Cross-Site Request Forgery (CSRF) Protection

Compatibility

CPython & MicroPython

Required Microdot source files

Required external dependencies

None

Examples

The CSRF extension provides protection against Cross-Site Request Forgery (CSRF) attacks. This protection defends against attackers attempting to submit forms or other state-changing requests from their own site on behalf of unsuspecting victims, while taking advantage of the victims previously established sessions or cookies to impersonate them.

This extension checks the Sec-Fetch-Site header sent by all modern web browsers to achieve this protection. As a fallback mechanism for older browsers that do not support this header, this extension can be linked to the CORS extension to validate the Origin header. If you are interested in the details of this protection mechanism, it is described in the OWASP CSRF Prevention Cheat Sheet page.

Note

As of December 2025, OWASP considers the use of Fetch Metadata Headers for CSRF protection a defense in depth technique that is insufficient on its own.

There is an interesting discussion on this topic in the OWASP GitHub repository where it appears to be agreement that this technique provides complete protection for the vast majority of use cases. If you are unsure if this method works for your use case, please read this discussion to have more context and make the right decision.

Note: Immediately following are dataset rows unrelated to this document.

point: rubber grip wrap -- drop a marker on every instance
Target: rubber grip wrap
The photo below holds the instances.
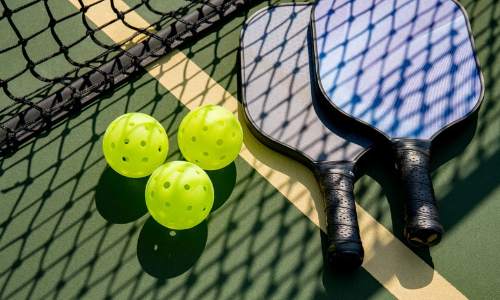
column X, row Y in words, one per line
column 345, row 250
column 422, row 224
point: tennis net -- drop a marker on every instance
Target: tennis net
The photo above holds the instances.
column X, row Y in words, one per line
column 56, row 61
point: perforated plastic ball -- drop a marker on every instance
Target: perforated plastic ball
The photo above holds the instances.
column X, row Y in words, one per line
column 135, row 144
column 179, row 195
column 210, row 136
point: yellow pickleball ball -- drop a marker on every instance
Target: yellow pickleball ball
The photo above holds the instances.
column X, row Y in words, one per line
column 179, row 195
column 210, row 136
column 135, row 144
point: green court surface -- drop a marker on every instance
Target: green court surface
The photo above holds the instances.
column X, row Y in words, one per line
column 72, row 228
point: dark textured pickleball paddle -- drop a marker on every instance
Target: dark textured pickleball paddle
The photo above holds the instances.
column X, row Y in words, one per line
column 282, row 112
column 408, row 69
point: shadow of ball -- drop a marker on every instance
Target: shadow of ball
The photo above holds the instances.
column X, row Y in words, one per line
column 120, row 199
column 166, row 253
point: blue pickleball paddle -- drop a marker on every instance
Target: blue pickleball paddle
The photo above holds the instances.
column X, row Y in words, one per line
column 282, row 111
column 408, row 69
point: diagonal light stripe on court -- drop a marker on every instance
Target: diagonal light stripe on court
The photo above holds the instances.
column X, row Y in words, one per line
column 387, row 259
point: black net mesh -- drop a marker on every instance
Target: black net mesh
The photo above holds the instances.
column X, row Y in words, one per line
column 55, row 57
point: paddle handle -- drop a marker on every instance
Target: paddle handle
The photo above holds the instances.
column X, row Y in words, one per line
column 422, row 224
column 345, row 250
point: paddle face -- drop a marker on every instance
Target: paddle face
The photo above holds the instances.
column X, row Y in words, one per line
column 405, row 67
column 283, row 113
column 408, row 69
column 277, row 90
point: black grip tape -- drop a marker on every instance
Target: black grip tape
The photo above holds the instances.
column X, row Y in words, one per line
column 422, row 224
column 345, row 250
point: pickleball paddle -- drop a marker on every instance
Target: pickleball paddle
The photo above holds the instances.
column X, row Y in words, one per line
column 408, row 69
column 282, row 112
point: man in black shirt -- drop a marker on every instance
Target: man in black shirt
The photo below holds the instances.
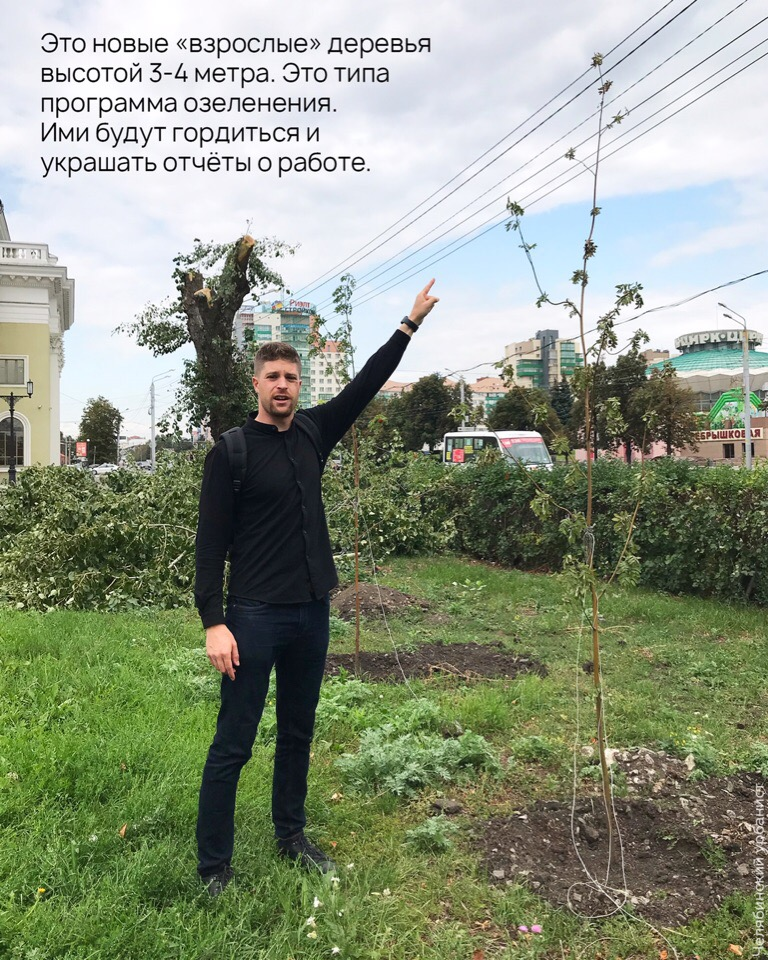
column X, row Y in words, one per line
column 281, row 569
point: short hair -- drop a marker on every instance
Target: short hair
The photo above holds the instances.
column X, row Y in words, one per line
column 275, row 351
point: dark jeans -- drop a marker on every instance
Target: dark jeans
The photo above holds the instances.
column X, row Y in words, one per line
column 292, row 637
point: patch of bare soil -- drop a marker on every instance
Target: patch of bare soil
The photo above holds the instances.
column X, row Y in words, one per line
column 686, row 845
column 466, row 660
column 374, row 600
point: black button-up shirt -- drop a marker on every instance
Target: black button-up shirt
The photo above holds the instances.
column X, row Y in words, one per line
column 275, row 531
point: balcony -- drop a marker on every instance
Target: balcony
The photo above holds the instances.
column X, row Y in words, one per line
column 31, row 253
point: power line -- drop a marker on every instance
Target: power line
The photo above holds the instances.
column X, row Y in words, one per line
column 380, row 271
column 431, row 260
column 315, row 283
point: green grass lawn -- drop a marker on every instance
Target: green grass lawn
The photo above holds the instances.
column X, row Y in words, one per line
column 105, row 720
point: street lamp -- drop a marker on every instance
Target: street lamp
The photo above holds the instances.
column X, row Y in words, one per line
column 747, row 402
column 11, row 399
column 159, row 376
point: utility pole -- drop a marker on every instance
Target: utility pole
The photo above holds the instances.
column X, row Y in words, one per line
column 160, row 376
column 11, row 399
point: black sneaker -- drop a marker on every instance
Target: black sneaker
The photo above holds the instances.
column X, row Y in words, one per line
column 306, row 854
column 216, row 882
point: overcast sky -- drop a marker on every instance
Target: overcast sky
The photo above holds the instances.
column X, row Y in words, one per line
column 488, row 113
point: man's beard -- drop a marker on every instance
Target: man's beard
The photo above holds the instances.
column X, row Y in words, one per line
column 285, row 411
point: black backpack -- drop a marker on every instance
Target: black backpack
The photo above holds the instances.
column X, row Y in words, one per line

To enable CSRF protection, create an instance of the CSRF class and configure the desired options. Example:

from microdot import Microdot
from microdot.cors import CORS
from microdot.csrf import CSRF

app = Microdot()
cors = CORS(app, allowed_origins=['https://example.com'])
csrf = CSRF(app, cors)

This will protect all routes that use a state-changing method (POST, PUT, PATCH or DELETE) and will return a 403 status code response to any requests that fail the CSRF check.

If there are routes that need to be exempted from the CSRF check, they can be decorated with the csrf.exempt decorator:

@app.post('/webhook')
@csrf.exempt
async def webhook(request):
    # ...

For some applications it may be more convenient to have CSRF checks turned off by default, and only apply them to explicitly selected routes. In this case, pass protect_all=False when you construct the CSRF instance and use the csrf.protect decorator:

csrf = CSRF(app, cors, protect_all=False)

@app.post('/submit-form')
@csrf.protect
async def submit_form(request):
    # ...

By default, requests coming from different subdomains are considered to be cross-site, and as such they will not pass the CSRF check. If you’d like subdomain requests to be considered safe, then set the allow_subdomains=True option when you create the CSRF class.

Note

This extension is designed to block requests issued by web browsers when they are found to be unsafe or unauthorized by the application owner. The method used to determine if a request should be allowed or not is based on the value of headers that are only sent by web browsers. Clients other than web browsers are not affected by this extension and can send requests freely.